Beyond Fluorescein: Use of Fluorescent Protein Calibrants for Direct and Absolute Quantification of Protein Production in Synthetic Biology

Authors 

Csibra, E. - Presenter, Imperial College London
Stan, G. B., Imperial College London
While inter-lab calibration standards are approaching mainstream usage in synthetic biology, such calibrations are not in fact sufficient for absolute protein quantification required for modelling synthetic circuits. Fluorescein-based calibration of plate reader and flow cytometry instruments allows the measurement of green fluorescent protein (GFP) in synthetic cells to graduate from arbitrary units to calibrated units, but retains important caveats. Fluorescein is only a good calibrant for green FPs, leaving other FPs uncalibrated, and only provides conversions to units of brightness, not to molecule numbers.

Ideal assay calibrants in molecular biology consist of the same molecule as the one to be measured – in this case, a purified preparation of the appropriate fluorescent protein. Here we show that by using purified FP calibrants, all protein species in a synthetic circuit can be quantified in absolute terms using no advanced instrumentation.
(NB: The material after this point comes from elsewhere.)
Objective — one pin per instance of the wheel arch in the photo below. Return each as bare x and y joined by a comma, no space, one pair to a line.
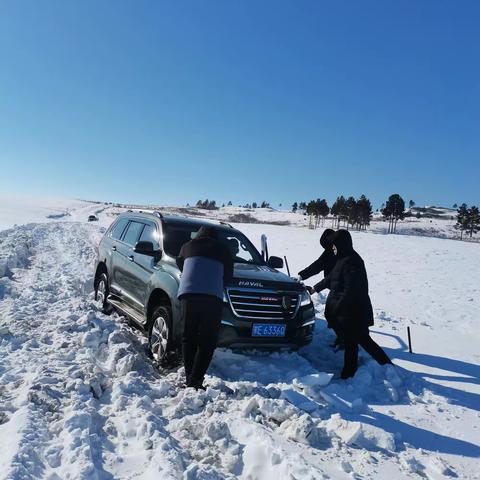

We develop a SEVA (Standardised European Vector Architecture)-based expression vector that allows the high-level production of soluble protein and describe a straightforward and reliable protocol for the purification of micrograms of FP, followed by a calibration that relates fluorescence activity to protein mass.

We validate this protocol by calculating conversion factors for a panel of commonly-used FPs including superfolder GFP, mCherry, mScarlet-I and mTagBFP2 and showing that the calculated values match well with both FP brightness values as well as protein abundance data from other studies. We apply this tool for the comparison of the detection sensitivity of multiple laboratory instruments, and use these calibrations to debug failing synthetic circuit components. We also demonstrate that the suspected bias of the presence of mCherry on OD600 measurements is real, but in practice requires extreme overexpression (~100,000 proteins per cell) to have a meaningful impact on cell density estimates.